Why allow other escape strings? Has anyone ever wanted URL-encoding but with some other string in place or %, in this or any other context? The escape character is not itself escaped? More generally, what’s the use case for %-encoding filenames like this? Are people expecting it to interact transparently with URLs, so if I save a file “spam\0eggs” in a Python script and then try to browse to file:///spam\0eggs” in a browser, the browser will convert the \0 character to %00 the same way my Python script did and therefore find the file? If so, doesn’t it need to escape all the same characters that URLs do, not a different set? If not, isn’t using something similar to URL-encoding but not identical just going to confuse people rather than help then? What happens if you supply a string longer than one character as escape? Or replace or prefix, for that matter? Overall, it seems like there is a problem to be solved, but I don’t see any reason to be confident that this is the solution for anyone, and if it’s not the solution for _most_ people, adding it to the stdlib will just mean people don’t search for and find the right one, all the while misleading themselves into thinking they’re safe when they’re not, which will make the overall problem worse, not better.

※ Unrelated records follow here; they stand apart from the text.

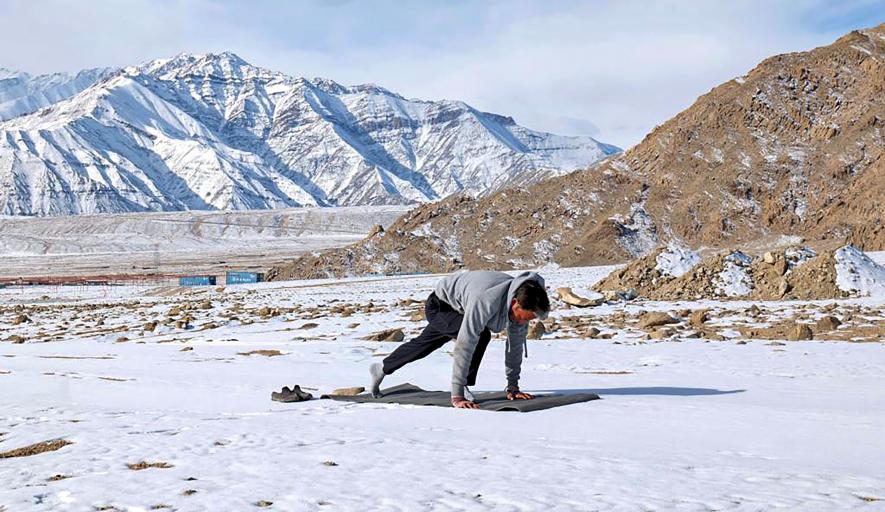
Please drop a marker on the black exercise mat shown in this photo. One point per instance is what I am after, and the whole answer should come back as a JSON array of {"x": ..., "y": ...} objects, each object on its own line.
[{"x": 495, "y": 401}]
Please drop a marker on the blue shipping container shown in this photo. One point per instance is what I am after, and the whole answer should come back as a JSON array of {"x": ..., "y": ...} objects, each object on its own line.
[
  {"x": 196, "y": 281},
  {"x": 243, "y": 277}
]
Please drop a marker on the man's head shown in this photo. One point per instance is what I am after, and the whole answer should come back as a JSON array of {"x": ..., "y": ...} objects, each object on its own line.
[{"x": 529, "y": 302}]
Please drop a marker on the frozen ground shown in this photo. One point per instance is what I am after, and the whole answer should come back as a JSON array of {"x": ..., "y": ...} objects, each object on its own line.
[{"x": 684, "y": 424}]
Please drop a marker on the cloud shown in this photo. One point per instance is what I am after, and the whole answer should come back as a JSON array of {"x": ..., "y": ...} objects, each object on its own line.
[{"x": 609, "y": 69}]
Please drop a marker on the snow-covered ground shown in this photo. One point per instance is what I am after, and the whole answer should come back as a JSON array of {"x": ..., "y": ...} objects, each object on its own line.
[
  {"x": 178, "y": 242},
  {"x": 683, "y": 424}
]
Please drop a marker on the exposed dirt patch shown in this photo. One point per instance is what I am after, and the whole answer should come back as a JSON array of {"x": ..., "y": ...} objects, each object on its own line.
[
  {"x": 262, "y": 352},
  {"x": 37, "y": 448}
]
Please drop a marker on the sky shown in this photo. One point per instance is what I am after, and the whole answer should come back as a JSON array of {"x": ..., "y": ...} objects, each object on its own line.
[{"x": 609, "y": 69}]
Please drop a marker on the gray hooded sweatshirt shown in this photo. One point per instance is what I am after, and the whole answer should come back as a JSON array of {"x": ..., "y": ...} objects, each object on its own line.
[{"x": 484, "y": 297}]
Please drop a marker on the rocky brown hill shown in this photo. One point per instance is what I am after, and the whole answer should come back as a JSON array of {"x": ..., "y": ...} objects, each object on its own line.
[{"x": 794, "y": 147}]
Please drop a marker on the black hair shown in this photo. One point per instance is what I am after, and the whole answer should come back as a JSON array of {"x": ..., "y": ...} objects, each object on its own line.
[{"x": 533, "y": 297}]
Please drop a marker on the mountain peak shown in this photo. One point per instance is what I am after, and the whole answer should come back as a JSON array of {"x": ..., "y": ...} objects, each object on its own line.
[{"x": 227, "y": 64}]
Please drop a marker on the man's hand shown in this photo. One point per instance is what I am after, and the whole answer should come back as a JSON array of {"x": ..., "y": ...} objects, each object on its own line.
[{"x": 459, "y": 402}]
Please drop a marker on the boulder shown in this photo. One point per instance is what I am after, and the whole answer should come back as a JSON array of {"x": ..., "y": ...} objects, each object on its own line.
[
  {"x": 348, "y": 391},
  {"x": 655, "y": 318},
  {"x": 395, "y": 335},
  {"x": 801, "y": 332},
  {"x": 571, "y": 298},
  {"x": 536, "y": 330},
  {"x": 827, "y": 323},
  {"x": 699, "y": 317}
]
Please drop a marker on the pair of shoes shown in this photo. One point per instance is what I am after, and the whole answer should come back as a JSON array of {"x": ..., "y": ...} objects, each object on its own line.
[
  {"x": 290, "y": 395},
  {"x": 377, "y": 373}
]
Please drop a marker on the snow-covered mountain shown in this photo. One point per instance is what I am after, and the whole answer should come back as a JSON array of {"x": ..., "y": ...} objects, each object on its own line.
[
  {"x": 21, "y": 93},
  {"x": 205, "y": 132}
]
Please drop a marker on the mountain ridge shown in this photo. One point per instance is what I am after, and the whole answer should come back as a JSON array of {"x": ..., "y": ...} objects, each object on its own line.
[
  {"x": 792, "y": 150},
  {"x": 215, "y": 132}
]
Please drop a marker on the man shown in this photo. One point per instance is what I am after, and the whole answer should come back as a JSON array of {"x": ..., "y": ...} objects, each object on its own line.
[{"x": 468, "y": 307}]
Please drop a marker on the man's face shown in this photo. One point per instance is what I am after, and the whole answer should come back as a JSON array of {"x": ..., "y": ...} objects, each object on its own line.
[{"x": 519, "y": 315}]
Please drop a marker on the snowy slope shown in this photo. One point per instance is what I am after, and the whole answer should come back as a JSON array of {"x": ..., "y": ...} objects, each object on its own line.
[
  {"x": 199, "y": 132},
  {"x": 21, "y": 93},
  {"x": 686, "y": 424}
]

What does sanitizepart do with newlines \n \r \r\n in filenames? Are these control characters? What does sanitizepart do with a leading slash? assert os.path.join("a", "/b") == "/b" A new safejoin() or joinsafe() or join(safe='True') could call sanitizepart() such that: assert joinsafe("a\n", "/b") == "a\\n/b" On Mon, May 11, 2020, 1:11 PM Andrew Barnert via Python-ideas < python-ideas@python.org> wrote:
On May 11, 2020, at 00:40, Steve Jorgensen <stevej@stevej.name> wrote:
Proposal:
Add a new function (possibly `os.path.sanitizepart`) to sanitize a value
for use as a single component of a path. In the default case, the value must also not be a reference to the current or parent directory ("." or "..") and must not contain control characters.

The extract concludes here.